Step 1: Create GCP Service Account

git clone https://github.com/robusta-dev/holmes-mcp-integrations.git
cd holmes-mcp-integrations/servers/gcp

./setup-gcp-service-account.sh \
  --project your-project-id \
  --k8s-namespace robusta

The script creates a service account with ~50 read-only IAM roles, generates a key, and creates a Kubernetes secret (gcp-sa-key).

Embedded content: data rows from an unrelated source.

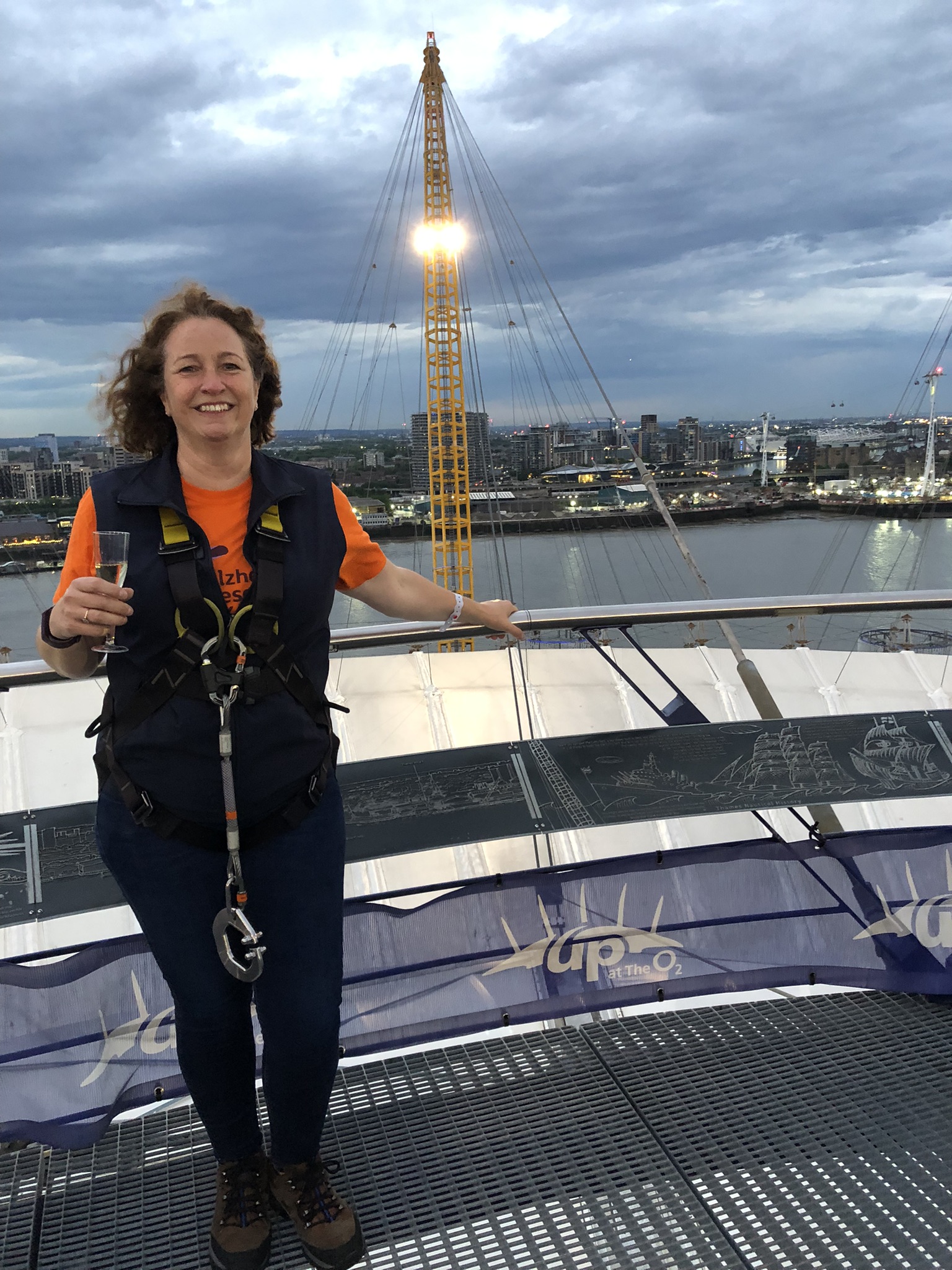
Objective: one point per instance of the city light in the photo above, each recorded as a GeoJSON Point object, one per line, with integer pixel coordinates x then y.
{"type": "Point", "coordinates": [430, 239]}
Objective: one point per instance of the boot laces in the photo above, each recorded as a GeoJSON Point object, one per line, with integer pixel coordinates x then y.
{"type": "Point", "coordinates": [244, 1192]}
{"type": "Point", "coordinates": [318, 1201]}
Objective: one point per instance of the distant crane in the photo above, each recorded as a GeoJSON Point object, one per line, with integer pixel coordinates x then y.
{"type": "Point", "coordinates": [928, 484]}
{"type": "Point", "coordinates": [439, 239]}
{"type": "Point", "coordinates": [765, 420]}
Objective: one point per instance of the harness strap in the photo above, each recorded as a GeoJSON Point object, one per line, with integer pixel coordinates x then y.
{"type": "Point", "coordinates": [152, 815]}
{"type": "Point", "coordinates": [179, 551]}
{"type": "Point", "coordinates": [270, 580]}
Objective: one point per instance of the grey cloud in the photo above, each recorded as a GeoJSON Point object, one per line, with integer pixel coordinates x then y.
{"type": "Point", "coordinates": [660, 159]}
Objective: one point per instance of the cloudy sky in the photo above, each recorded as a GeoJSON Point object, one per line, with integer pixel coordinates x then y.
{"type": "Point", "coordinates": [744, 205]}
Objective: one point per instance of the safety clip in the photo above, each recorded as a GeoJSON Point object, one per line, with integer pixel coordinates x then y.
{"type": "Point", "coordinates": [247, 961]}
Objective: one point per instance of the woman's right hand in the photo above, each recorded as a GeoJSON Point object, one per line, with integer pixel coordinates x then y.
{"type": "Point", "coordinates": [90, 606]}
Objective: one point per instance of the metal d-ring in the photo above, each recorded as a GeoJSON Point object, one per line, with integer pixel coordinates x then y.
{"type": "Point", "coordinates": [253, 959]}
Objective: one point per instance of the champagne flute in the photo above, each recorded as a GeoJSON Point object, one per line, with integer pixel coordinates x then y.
{"type": "Point", "coordinates": [111, 553]}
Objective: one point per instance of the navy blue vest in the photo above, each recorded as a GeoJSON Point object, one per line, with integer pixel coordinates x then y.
{"type": "Point", "coordinates": [174, 755]}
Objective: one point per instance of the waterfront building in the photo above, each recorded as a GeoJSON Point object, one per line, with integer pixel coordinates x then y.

Step 2: Configure and Deploy

Add to your generated_values.yaml:

holmes:
  mcpAddons:
    gcp:
      enabled: true
      serviceAccountKey:
        secretName: "gcp-sa-key"
      # Optional: defaults when user doesn't specify. Holmes can query any project the SA has access to.
      config:
        project: "your-primary-project"
        region: "us-central1"
      gcloud:
        enabled: true
      observability:
        enabled: true
      storage:
        enabled: true

helm upgrade --install robusta robusta/robusta -f generated_values.yaml --set clusterName=YOUR_CLUSTER_NAME

Troubleshooting

# Check if secret is mounted
kubectl exec -n YOUR_NAMESPACE deployment/gcp-mcp-server -c gcloud-mcp -- ls -la /var/secrets/gcp/

# Verify authentication
kubectl exec -n YOUR_NAMESPACE deployment/gcp-mcp-server -c gcloud-mcp -- gcloud auth list

# Check service account roles
gcloud projects get-iam-policy PROJECT_ID --flatten="bindings[].members" --filter="bindings.members:holmes-gcp-mcp@"

# Check pod logs
kubectl logs -n YOUR_NAMESPACE deployment/gcp-mcp-server --all-containers

Common Use Cases

"Show me logs from the payment-service pod that was OOMKilled this morning"

"List all GKE clusters across our dev, staging, and prod projects"

"Who modified the firewall rules in the last 24 hours?"

"Why is my application getting 403 errors accessing the data-bucket?"